In the increasingly divided world of the haves and have-nots, nothing may better illustrate the widening gulf than Wall Street bonuses.

The financial industry handed out $28.5 billion in bonuses last year, or an average payout of $172,860 to bankers and other employees, according to an estimate from the Office of the New York State Comptroller. That means bonuses are back to levels last seen before the financial crisis, the comptroller said.

If those billions had been spread across the lowest-paid workers in the country, the 1 million Americans making the federal minimum wage of $7.25 per hour would have seen their pay double, according to an analysis by Sarah Anderson, the director of the Global Economy Project at the Institute for Policy Studies.

Perhaps even more striking is the bonus pool represents a 3 percent increase from 2013, even though pre-tax operations of New York Stock Exchange member firms saw profits decline by almost 5 percent last year.

And, while the top 1 percent of earners reap bigger rewards even when their companies' profits decline, low-paid and middle-class workers have endured sluggish wages despite higher productivity.

"The flourishing of the Wall Street bonus culture while worker wages are stagnating is clearly a sign of perverse priorities in Washington," Anderson said in a statement.

While annual Wall Street bonuses are a boon to New York's luxury industries, riches for the 1 percent don't always translate to commensurate benefits to the economy. That's because the wealthy tend to save more, with only 39 cents of every dollar earned by a wealthy American adding to gross domestic product, the IPS study noted.

Lower-income Americans spend more of their income on goods and services, meaning that every dollar earned by a low-wage worker puts more back into the economy, IPS noted.

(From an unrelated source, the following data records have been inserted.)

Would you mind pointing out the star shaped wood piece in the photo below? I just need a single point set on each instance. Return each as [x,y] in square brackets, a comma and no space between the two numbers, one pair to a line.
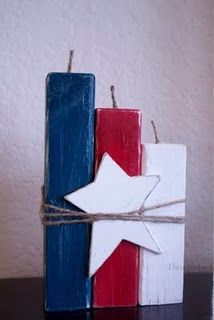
[113,191]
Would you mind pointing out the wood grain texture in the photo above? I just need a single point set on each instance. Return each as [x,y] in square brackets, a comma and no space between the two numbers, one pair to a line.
[118,132]
[68,166]
[161,276]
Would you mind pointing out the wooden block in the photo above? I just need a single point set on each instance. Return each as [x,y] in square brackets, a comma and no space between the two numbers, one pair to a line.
[68,166]
[118,132]
[113,192]
[161,276]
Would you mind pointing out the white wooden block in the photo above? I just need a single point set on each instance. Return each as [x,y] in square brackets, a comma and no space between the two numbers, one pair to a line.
[161,276]
[107,235]
[113,191]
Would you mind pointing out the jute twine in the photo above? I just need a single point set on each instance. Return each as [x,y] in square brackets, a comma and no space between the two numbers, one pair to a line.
[59,216]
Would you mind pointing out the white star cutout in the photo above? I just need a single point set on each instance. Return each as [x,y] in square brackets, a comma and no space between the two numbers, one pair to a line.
[113,191]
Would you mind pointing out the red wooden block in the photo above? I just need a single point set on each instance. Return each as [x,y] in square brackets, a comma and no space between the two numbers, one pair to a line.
[118,132]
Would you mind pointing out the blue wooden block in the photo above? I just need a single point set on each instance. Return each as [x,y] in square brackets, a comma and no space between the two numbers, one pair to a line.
[69,165]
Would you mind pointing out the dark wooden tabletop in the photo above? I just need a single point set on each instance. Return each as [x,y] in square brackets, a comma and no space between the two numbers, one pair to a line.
[22,299]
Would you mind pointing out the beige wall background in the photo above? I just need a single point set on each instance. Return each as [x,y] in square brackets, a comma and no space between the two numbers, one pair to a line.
[159,56]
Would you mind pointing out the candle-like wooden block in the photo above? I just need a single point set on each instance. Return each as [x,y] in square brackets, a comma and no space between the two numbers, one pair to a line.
[68,167]
[161,276]
[118,132]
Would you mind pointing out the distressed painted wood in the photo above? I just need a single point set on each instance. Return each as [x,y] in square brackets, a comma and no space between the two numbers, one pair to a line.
[118,132]
[103,245]
[161,276]
[113,191]
[68,166]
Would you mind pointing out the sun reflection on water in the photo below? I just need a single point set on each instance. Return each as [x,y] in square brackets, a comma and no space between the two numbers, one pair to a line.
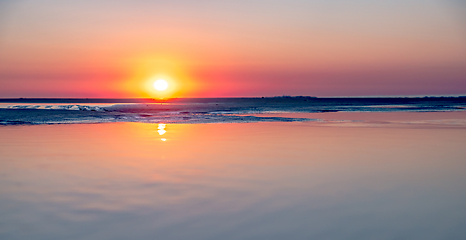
[161,130]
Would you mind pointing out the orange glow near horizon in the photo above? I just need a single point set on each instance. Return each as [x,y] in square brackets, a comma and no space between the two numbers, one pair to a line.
[145,71]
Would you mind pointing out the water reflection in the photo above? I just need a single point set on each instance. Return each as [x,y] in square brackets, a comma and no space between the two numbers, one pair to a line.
[239,181]
[161,130]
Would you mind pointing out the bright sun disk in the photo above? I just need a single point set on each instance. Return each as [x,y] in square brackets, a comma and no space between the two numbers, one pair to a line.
[161,85]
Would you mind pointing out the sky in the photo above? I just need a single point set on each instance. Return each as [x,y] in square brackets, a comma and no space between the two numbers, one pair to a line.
[241,48]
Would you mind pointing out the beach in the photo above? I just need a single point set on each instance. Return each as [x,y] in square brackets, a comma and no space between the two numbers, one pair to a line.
[347,176]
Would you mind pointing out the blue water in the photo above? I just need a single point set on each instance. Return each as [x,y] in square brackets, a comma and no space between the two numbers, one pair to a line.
[206,110]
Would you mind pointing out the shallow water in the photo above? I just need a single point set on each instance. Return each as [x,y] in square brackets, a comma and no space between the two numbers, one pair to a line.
[290,180]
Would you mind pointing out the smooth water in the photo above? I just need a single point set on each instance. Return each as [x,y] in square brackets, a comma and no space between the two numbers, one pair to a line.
[399,179]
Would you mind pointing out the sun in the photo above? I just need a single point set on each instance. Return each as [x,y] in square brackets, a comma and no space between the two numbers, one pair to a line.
[161,85]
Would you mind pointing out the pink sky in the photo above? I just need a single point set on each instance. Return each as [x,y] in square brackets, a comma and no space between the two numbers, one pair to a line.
[51,48]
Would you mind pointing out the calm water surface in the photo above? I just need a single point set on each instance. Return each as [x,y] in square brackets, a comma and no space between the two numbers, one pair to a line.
[299,180]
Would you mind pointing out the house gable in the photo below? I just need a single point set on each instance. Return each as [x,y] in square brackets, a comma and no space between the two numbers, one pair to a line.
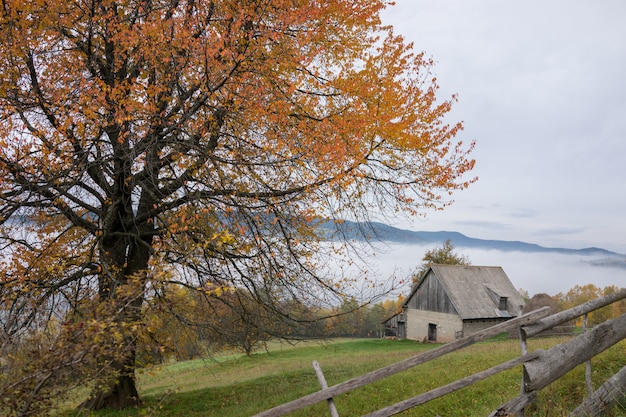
[431,295]
[472,292]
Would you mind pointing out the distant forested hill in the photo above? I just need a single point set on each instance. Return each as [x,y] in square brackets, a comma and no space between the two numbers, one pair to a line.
[383,232]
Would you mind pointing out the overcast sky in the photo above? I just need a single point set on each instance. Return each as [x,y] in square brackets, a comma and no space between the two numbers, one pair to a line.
[542,89]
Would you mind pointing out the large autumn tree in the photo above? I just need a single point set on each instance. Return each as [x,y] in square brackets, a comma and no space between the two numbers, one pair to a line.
[145,143]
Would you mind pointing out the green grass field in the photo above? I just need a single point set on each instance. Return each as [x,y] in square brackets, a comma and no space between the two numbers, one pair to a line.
[236,385]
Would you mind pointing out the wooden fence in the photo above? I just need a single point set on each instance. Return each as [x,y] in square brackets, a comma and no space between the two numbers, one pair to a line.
[540,367]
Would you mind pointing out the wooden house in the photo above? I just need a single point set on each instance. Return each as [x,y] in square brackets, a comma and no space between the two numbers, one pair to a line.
[453,301]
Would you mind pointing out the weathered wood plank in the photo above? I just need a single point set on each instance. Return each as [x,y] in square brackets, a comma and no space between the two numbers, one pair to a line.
[516,405]
[447,389]
[322,380]
[572,313]
[613,391]
[557,361]
[424,357]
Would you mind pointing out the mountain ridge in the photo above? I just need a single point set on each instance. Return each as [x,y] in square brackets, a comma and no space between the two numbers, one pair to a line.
[383,232]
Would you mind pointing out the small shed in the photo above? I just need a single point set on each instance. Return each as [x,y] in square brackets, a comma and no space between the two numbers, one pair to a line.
[453,301]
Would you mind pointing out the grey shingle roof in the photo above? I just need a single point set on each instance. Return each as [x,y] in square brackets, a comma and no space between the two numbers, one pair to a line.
[476,292]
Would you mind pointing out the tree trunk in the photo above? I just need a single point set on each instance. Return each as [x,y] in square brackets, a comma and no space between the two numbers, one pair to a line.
[120,392]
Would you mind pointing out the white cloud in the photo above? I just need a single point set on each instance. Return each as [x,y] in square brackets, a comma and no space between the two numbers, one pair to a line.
[541,88]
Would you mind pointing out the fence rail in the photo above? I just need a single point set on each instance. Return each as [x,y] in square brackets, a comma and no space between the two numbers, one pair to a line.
[540,367]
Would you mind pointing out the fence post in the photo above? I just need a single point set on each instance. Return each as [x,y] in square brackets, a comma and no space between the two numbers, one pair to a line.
[524,349]
[322,380]
[588,363]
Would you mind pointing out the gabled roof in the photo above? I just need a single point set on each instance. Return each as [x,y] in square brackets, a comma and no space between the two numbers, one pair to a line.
[476,292]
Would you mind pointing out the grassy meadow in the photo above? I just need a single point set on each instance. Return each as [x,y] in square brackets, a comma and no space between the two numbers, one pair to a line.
[237,385]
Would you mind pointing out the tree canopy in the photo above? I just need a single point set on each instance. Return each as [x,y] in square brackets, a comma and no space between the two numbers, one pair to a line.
[146,144]
[445,255]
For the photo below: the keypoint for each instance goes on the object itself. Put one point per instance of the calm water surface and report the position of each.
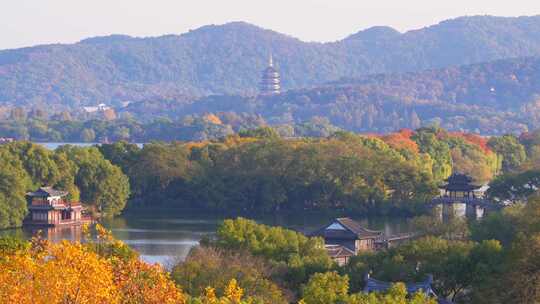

The so-called ripple effect, or how an individual's earnings extend throughout the economy, would be dramatic: IPS estimates the $28.5 billion in bonuses would translate into adding $34.5 billion to the GDP if the funds had gone to low-wage workers.

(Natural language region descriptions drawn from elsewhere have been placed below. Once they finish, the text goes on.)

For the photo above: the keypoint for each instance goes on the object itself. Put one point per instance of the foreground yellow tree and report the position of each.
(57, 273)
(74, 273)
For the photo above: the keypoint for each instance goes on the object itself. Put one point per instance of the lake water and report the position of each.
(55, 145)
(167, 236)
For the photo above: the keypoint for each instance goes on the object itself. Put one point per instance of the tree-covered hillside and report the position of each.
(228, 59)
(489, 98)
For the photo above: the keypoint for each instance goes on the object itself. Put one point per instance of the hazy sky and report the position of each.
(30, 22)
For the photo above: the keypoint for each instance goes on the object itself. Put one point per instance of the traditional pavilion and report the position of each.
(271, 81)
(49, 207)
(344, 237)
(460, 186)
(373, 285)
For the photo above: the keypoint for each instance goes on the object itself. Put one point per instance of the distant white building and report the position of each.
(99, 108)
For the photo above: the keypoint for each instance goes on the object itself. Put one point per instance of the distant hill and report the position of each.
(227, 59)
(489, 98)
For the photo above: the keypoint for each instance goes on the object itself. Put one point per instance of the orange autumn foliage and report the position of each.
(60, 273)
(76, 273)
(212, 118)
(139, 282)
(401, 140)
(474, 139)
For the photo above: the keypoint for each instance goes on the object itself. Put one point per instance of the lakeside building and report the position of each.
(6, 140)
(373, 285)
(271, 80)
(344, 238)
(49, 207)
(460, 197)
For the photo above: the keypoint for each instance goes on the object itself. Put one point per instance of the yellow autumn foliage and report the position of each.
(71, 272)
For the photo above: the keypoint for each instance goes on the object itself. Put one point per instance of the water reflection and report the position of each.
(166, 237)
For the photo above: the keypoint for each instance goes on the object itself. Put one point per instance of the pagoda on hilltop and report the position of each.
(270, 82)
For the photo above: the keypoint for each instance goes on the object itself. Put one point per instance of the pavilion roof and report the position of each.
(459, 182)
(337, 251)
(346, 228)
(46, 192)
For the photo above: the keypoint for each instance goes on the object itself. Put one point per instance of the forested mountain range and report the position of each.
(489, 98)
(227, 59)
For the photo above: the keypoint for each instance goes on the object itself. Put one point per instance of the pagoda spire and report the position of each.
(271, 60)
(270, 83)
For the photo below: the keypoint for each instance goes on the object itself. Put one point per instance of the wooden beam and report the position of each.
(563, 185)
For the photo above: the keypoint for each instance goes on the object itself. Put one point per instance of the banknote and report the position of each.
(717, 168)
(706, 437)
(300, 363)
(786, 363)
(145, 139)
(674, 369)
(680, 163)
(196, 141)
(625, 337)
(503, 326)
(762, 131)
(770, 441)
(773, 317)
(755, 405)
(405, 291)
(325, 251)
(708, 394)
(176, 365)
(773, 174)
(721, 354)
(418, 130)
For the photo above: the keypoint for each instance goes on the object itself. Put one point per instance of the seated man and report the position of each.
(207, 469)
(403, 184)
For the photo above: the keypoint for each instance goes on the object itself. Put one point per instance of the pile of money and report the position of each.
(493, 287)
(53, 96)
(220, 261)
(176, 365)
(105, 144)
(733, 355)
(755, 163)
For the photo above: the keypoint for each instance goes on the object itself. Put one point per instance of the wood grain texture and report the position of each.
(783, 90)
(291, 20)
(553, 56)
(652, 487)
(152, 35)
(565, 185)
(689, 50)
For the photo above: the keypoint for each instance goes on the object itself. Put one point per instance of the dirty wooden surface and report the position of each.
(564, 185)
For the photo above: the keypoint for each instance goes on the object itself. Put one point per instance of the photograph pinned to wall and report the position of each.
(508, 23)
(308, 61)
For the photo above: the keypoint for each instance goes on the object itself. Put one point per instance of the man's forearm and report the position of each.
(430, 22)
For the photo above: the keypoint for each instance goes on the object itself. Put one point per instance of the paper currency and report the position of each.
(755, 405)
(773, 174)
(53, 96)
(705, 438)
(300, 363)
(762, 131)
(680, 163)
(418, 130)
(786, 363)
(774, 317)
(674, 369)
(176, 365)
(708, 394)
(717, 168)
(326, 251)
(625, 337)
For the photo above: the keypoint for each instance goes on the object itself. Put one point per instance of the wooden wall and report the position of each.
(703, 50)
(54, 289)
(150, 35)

Given that many Wall Street workers will sock away a portion of their bonuses, the ripple effect will be much more muted, with only $11 billion added to the GDP.

Another less-than-positive aspect is that bonuses reaffirm the cycle of risk-taking on Wall Street, encouraging traders to swing for the fences in the hopes of scoring big and taking home a juicy bonus. At the same time, America is still dealing with a hang-over from the financial crisis. Last year, Wall Street's non-compensation expenses -- including legal settlements -- rose to $62.8 billion last year, up from an average of about $40 billion during the eight years before the financial crisis.

More financial reforms are needed to separate bonuses from the incentive to take on outsized risk, the IPS report said. One section of the Dodd-Frank law that would prohibit financial pay packages from encouraging "inappropriate risks" hasn't been implemented yet, the study said.